Smriti Irani strikes me as someone prone to the dramatic – one to make sweeping statements, to gesticulate with gusto, to know how to get maximum impact out of her words. That’s the persona she exudes. Whether in popular Hindi soaps or Indian politics – not too far apart in the levels of tumult they embody – or perhaps because of that exact journey from soap opera star to politician, that’s the sense I get from her.
Her recent Twitter battle with Bihar Education Minister Ashok Choudhary, which started with his tweet about the National Education Policy addressing ‘Dear @smritiirani ji’ and culminated with her objecting to the ‘dear’ and a Facebook post on feminism and women’s rights, reaffirmed my initial impression of her. Growing up in a staunchly anti-BJP household, I respond to anything BJP with disagreement or dismissal, and I almost allowed that to cloud my opinion of Smriti Irani’s latest. But then, I read her post. It talks of the common advice of ‘keep your head down and don’t respond to avoid inviting trouble’ that most Indian women would be familiar with, advice that she herself was often given. It goes on to list all that she has achieved, despite this advice, and ends with an entreaty to all women to keep holding their heads up and speaking their minds.
And I stopped to think about it for a minute.
On the one hand, I question the trigger to her statement. I went back to the tweets, baffled, trying to find a link between Ashok Choudhary’s words and her response, and I wondered – when did ‘dear’ become sexist? There’s often a fine line between a truly condescending statement and an innocent one that we read too much into, for whatever reason. And it’s easy for that line to blur when we belong to an under-represented and less empowered section of society, when we are accustomed to slights, jabs, and sexist remarks. A result of a minority status that we are hyperaware of, and especially in politics, is that we’re almost expecting and looking for slights, when they sometimes might not actually exist. And I’m not sure if this tweet was meant to be one.

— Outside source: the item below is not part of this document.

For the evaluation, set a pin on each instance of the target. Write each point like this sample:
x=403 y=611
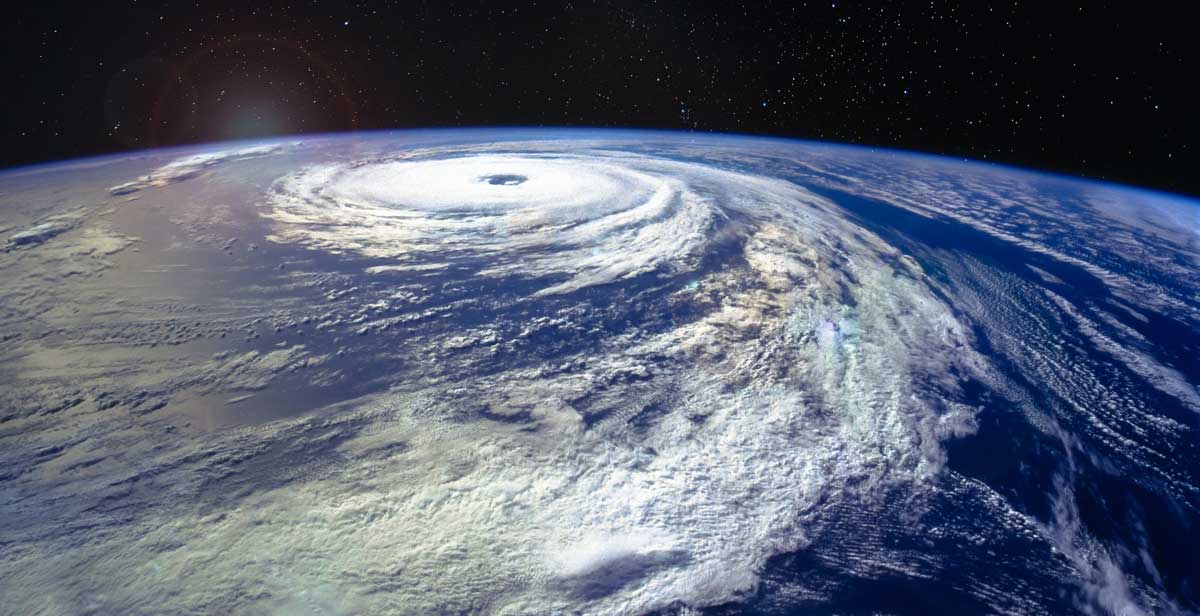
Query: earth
x=591 y=371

An ugly consequence of reading too much into an interaction is that your audience then focuses on the overreaction rather than the stand itself. And then you lose your impact completely. Moments like these must be chosen carefully.
On the other hand, though, I appreciate her taking a stand on women’s rights and women’s equality, a topic that is discussed not nearly enough in our country, and addressed even less. I find very little cause to agree with Smriti Irani most of the time, but in this situation I found myself agreeing wholeheartedly. I think it’s essential for women in power to make such statements, and to be seen and heard doing so. India has abysmal gender equality indicators, with one of the worst gender gaps in the world in terms of labour force participation, according to recent World Bank data. We have to continue to raise awareness on these issues, and in a country like ours, word seems to really only spread when endorsed by a celebrity.
Such statements are especially crucial in countering the impact of those made by other well-known women – such as Bollywood actresses who continue to remain shockingly ignorant about the meaning of the word feminism. These are women who spout statements along the lines of “I am not a feminist, but I believe in women’s equality and empowerment”, falling prey to the belief that feminism has a negative and extreme connotation, one that they do not want to associate with. And by doing so, undoing the impact of others who are fighting for it.
Coming back to Smriti Irani, I’m glad that she’s using her bold statements, her flair for the dramatic, her communication skills for good, unlike she did after Rohith Vemula, in a speech that was lauded for its delivery but did very little to actually defend government actions or even put forward factual points.
And while I question the legitimacy of what sparked off her reaction, I find myself agreeing with her for once. Hell, I find myself applauding her stand.